By Wendy Burton
Phoenix Staff Writer
Two reports recently released by the Muscogee (Creek) Nation offer insight into changes that have been made in the last year and those to come.
The tribe released its semi-annual report and strategic plan recently, both discussing strengths of the nation and the strategic plan tackling issues and setting goals.
Among strengths of the nation listed in the semi-annual report are recent purchases the tribe made in hopes of greatly increasing tribal revenues.
“In a very short time, the Muscogee (Creek) Nation has seen an economic boom with the recent purchase of the historic Okmulgee Country Club and the Riverwalk Crossing in Jenks, Okla.,” wrote Chief George Tiger in the report. “We hope to restore and add to that land base, as it is a work in progress. As we look to the future, we envision our many accomplishments as tools to better serve our people and the opportunities are endless.”

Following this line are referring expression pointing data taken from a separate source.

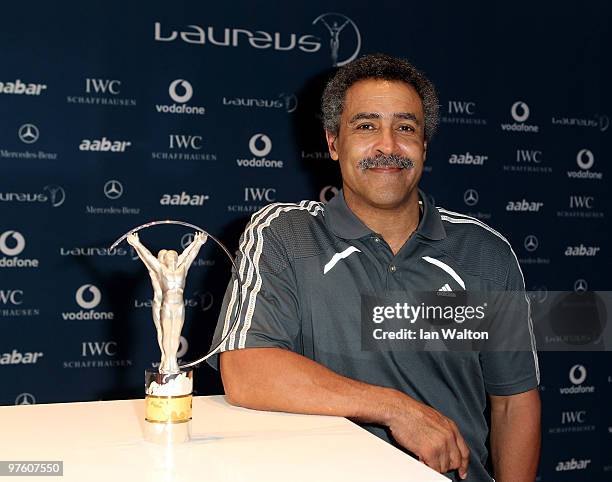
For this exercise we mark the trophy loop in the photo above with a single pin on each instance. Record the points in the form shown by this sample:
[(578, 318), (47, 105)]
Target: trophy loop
[(235, 268)]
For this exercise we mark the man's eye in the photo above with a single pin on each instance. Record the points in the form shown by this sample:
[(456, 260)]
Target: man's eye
[(406, 128)]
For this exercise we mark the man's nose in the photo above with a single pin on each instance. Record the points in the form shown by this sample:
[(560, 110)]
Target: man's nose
[(386, 141)]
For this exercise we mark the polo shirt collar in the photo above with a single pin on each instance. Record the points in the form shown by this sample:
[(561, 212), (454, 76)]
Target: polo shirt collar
[(345, 224)]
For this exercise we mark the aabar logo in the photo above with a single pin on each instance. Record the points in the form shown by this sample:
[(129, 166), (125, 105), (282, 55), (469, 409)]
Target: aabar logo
[(524, 206), (103, 145), (17, 358), (184, 199), (20, 88), (467, 159), (582, 250), (573, 464)]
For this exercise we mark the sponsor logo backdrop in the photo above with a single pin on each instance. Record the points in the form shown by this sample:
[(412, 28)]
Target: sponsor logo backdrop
[(205, 113)]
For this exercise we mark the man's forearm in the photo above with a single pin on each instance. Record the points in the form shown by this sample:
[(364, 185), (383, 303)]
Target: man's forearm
[(515, 436), (280, 380)]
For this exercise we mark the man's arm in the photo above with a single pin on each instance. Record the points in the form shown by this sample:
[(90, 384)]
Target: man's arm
[(281, 380), (515, 436)]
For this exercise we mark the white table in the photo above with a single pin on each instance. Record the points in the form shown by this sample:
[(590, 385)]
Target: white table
[(102, 441)]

Educational opportunities have also increased for the Creek Nation, with a scholarship program established in March with a goal of raising $10 million over the next five years and the College of the Muscogee Nation receiving a recommendation for candidacy for accreditation.
The report lists several educational accomplishments, including:
• 14,543 students participating in the fiscal year 2012 Johnson O’Malley program.
• 1,679 students receiving employment and training.
• 853 Summer Youth Participants.
• 85 clients who received assistance from the Reintegration Program.
Regarding health care, a recent diabetes audit showed that blood sugar control within active diabetes patients improved from last year by 4 percent.
Also, the tribe’s health facilities saw 43,885 patients from April through June.
In June, the tribe sponsored a strategic planning conference involving tribal stakeholders, community members, National Council members and staff.
A strategic plan was formed and recently released as well.
That plan identifies the tribe’s strengths and weaknesses and specific goals to work on the weaknesses.
Identified weaknesses included the quality of the tribe’s health system, inadequate funding or programs, lack of solid business plans, interpretation of laws and cultural trends.
Health care needs were identified as the major concern, with goals set to maximize resources and productivity.
Among the objectives set out for the tribe’s health care system, improving staff satisfaction, emphasizing customer service, improving accessibility and demonstrating a high quality of care were among the top goals.
Both the strategic plan and the semi-annual report are online at www.muscogeenation-nsn.gov.